"Words ought to be a little wild, for they are the assault of thoughts on the unthinking" - JMK
- A record decline in government jobs under Obama (that's record percentage point decline, not just levels). I tell ya - Obama does a pretty crappy job at this socialism thing.
- Peter Klein complains about Yglesias on the Austrian school and economic journalism in general. I especially liked this: "I once heard a lecture by the sociologist Steven Goldberg about his work on male social dominance, expressed in his books The Inevitability of Patriarchy (1974) and Why Men Rule (1993). I remember him saying that whenever he presents his dominance thesis, someone invariably raises the objection, with a smug and self-satisfied expression, “What about Indira Gandhi?” or “What about Margaret Thatcher?” He went on (I’m paraphrasing): “Right. . . . Like I’m going to devote three years of my life to researching and writing a book called The Inevitability of Patriarchy, and someone’s going to say ‘What about Indira Gandhi,’ and I’m going to slap my forehead and say, ‘Oh, crap, why I didn’t think of that!’” Goldberg was a funny guy, with a great Brooklyn accent too. (His books point out that Gandhi-led India and Thatcher-led Britain were male-dominated societies, particularly in matters of state.)." Now that reminded me of a bunch of people on Keynesianism, but I won't name names here.
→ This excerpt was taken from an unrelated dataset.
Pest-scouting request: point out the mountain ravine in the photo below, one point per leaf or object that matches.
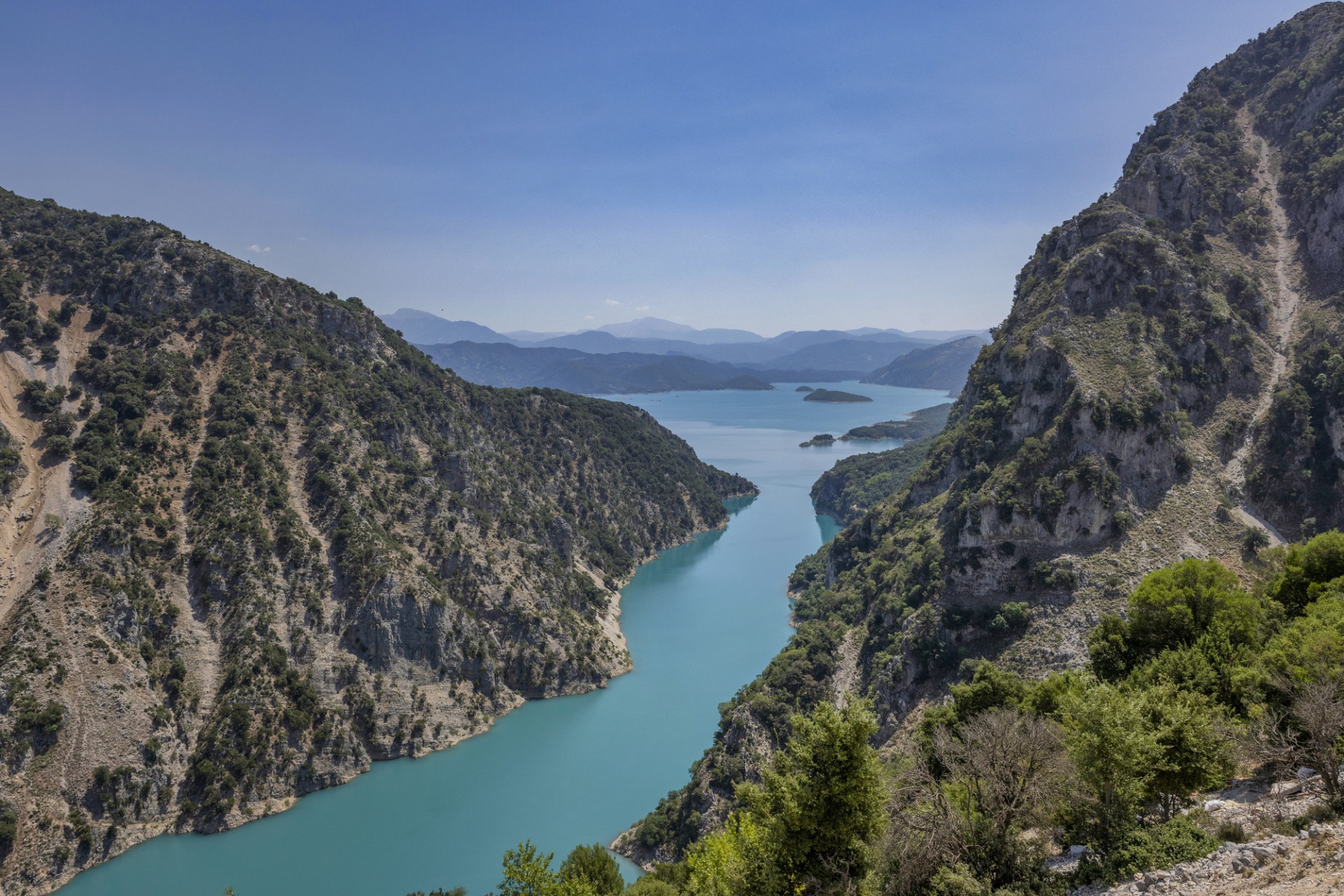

I have a comment that does defend one grain of truth in Matt's post - about how Austrians moved away from their business cycle theories as the depression wore on. I imagine this is a reference to the move towards Haberler's explanations and therefore is not all that incorrect. Plus how many freaking times do we have to hear that Hayek apparently liked NGDP targeting - and yet now Yglesias is wrong to say that his position changed? Anyway - the rest of Yglesias is fairly bad, but there's a grain of truth there.
- Harry Holzer of Georgetown University (formerly of the Urban Institute) has an article on skills an a competitive grant program for job training in the new Issues in Science and Technology. And in a previous issues Diane Auer Jones has an article on apprenticeships.